Brain function has been improved in a patient who was in a minimally conscious state, by electrically stimulating a specific brain region with implanted electrodes. The achievement raises questions about the treatment of other patients who have been in this condition for years, the researchers say.
Patients in a minimally conscious state, often the result of severe brain trauma, show only intermittent evidence of awareness of the world around them. Typically, they are assumed to have little chance of further recovery if they show no improvement during their initial 12-month rehabilitation programme.
In the latest case study, neuroscientists describe how they implanted electrodes in the brain of a 38-year-old man who had been in a minimally conscious state for more than six years following a serious assault. By electrically stimulating a brain region called the central thalamus, they were able to help him name objects on request, make precise hand gestures, and chew food without the aid of a feeding tube...
Nicholas Schiff of Weill Cornell Medical College in New York, and his colleagues chose the patient because they believed his condititon was due to impairment of the arousal system, and that despite considerable damage to his cerebral cortex, many essential areas were preserved.
"There will be a subset of patients who are responsive to this approach," says Schiff. But he adds that patients with different brain injuries may not benefit from electrostimulation. "Not every patient in a minimally conscious state will fit this profile," Schiff says, and it is difficult for neurologists to identify those patients who will show recovery.
Nevertheless, the case shows that many patients currently seen as beyond hope of rehabilitation might benefit from the results of further research. ..."Although based on a study of only a single patient, it suggests that DBS may be adapted to benefit at least some patients in the minimally conscious state. And it emphasizes that improvements can be made by patients even long after an injury.
"Although we do not know precisely which brain connections are important, we may expect that some specific connections must be intact for DBS to have a beneficial effect."
Haul out the qualifiers: the study was of one patient; the patient's status was "minimally conscious" and not "persistent vegetative state"; the subject's cortex showed capacity for activity. etc. There is still much to learn about the nature of the subset of patients potentially responsive to this intervention. There is an enormous risk that a result of this sort will be hyped and overgeneralized for political purposes and will stimulate unrealistic near-term hopes likely to be disappointed.
All that said, this report serves as a critical reminder of the tendency of some, including physicians and scientists, to overstate their knowledge of what is not possible--a tendency perhaps particularly in evidence in the domain of brain function. Much is not understood, and the lack of knowledge is not equivalent to knowledge of "lack". Some of the neurologists who have been prominent in public controversies over the definition of death (particularly advocates of "higher brain" or "higher function" proposed definitions) or the poorly framed "right to die" have been, uh, imprecise in acknowledging the limits of their (and our collective) expertise, and others (mostly non-physicians) have played fast and loose in their formulations, dropping critical qualifications and making unwarranted generalizations in support of their advocacy positions. There is a professional bioethics literature on these issues, and some scholars have long made the point that discussions of impaired brain function must be scrupulous in their honesty and candor about the limits of our knowledge and prognostic abilities.

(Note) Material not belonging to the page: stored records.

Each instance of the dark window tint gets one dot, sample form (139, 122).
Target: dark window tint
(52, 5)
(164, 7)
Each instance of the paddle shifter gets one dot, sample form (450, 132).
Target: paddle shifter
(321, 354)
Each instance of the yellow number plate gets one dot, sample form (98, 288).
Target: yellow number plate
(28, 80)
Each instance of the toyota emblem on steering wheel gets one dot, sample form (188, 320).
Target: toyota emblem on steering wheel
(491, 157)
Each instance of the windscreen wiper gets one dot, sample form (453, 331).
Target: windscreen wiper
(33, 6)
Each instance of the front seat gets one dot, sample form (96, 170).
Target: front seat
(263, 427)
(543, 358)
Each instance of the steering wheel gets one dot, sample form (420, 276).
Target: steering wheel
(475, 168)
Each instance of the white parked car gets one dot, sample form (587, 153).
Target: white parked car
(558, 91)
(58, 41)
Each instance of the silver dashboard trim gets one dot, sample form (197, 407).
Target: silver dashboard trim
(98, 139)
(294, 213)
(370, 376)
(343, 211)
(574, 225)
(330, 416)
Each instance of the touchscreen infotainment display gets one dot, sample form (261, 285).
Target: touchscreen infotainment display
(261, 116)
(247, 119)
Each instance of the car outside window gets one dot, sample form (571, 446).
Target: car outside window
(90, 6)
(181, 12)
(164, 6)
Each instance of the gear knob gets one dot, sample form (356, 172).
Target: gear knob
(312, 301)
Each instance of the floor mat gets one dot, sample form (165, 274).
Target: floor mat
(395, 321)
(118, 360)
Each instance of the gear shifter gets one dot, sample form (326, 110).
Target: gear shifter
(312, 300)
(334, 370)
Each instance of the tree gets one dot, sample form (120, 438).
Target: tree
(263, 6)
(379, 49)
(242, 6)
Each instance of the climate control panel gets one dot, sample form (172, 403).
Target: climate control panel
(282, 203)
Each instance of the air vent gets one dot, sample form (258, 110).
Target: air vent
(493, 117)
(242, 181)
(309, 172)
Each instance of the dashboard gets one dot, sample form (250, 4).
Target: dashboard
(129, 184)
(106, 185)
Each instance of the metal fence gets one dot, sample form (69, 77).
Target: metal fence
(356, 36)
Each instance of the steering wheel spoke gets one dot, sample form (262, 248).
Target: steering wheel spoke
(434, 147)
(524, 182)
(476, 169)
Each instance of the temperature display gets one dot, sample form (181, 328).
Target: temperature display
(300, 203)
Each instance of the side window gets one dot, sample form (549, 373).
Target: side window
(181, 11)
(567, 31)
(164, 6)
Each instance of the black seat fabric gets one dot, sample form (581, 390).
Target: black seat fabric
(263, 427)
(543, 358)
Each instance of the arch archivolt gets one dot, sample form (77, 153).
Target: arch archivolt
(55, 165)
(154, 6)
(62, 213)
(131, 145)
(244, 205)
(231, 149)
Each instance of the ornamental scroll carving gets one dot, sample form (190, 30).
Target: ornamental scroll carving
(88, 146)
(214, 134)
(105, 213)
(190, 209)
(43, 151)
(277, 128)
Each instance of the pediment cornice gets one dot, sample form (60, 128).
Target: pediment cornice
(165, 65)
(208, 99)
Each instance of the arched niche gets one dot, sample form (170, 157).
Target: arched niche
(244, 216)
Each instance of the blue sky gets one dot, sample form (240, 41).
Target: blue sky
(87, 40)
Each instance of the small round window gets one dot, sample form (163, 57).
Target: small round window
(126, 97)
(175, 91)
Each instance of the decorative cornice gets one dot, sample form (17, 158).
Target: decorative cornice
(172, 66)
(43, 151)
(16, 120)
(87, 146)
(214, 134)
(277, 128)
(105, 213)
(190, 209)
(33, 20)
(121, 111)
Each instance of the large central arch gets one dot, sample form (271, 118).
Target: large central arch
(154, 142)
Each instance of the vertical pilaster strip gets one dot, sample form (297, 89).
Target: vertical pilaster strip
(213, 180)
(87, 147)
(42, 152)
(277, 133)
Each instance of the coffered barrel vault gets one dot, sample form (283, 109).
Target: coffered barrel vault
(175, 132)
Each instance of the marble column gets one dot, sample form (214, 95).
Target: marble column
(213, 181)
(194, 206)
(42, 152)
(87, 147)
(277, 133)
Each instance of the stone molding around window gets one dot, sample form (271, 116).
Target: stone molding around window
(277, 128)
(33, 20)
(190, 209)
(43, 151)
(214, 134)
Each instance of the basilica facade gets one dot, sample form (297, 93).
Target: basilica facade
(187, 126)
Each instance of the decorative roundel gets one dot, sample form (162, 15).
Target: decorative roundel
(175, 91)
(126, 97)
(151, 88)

None of this, of course, answers the question of what level of certainty is necessary to resolve issues of public policy, at the bedside, in courts, or in legislative and regulatory arenas. That is not primarily a scientific question.
The original abstract from Nature follows:
Widespread loss of cerebral connectivity is assumed to underlie the failure of brain mechanisms that support communication and goal-directed behaviour following severe traumatic brain injury. Disorders of consciousness that persist for longer than 12 months after severe traumatic brain injury are generally considered to be immutable; no treatment has been shown to accelerate recovery or improve functional outcome in such cases1, 2. Recent studies have shown unexpected preservation of large-scale cerebral networks in patients in the minimally conscious state (MCS)3, 4, a condition that is characterized by intermittent evidence of awareness of self or the environment5. These findings indicate that there might be residual functional capacity in some patients that could be supported by therapeutic interventions. We hypothesize that further recovery in some patients in the MCS is limited by chronic underactivation of potentially recruitable large-scale networks. Here, in a 6-month double-blind alternating crossover study, we show that bilateral deep brain electrical stimulation (DBS) of the central thalamus modulates behavioural responsiveness in a patient who remained in MCS for 6 yr following traumatic brain injury before the intervention. The frequency of specific cognitively mediated behaviours (primary outcome measures) and functional limb control and oral feeding (secondary outcome measures) increased during periods in which DBS was on as compared with periods in which it was off. Logistic regression modelling shows a statistical linkage between the observed functional improvements and recent stimulation history. We interpret the DBS effects as compensating for a loss of arousal regulation that is normally controlled by the frontal lobe in the intact brain. These findings provide evidence that DBS can promote significant late functional recovery from severe traumatic brain injury. Our observations, years after the injury occurred, challenge the existing practice of early treatment discontinuation for patients with only inconsistent interactive behaviours and motivate further research to develop therapeutic interventions.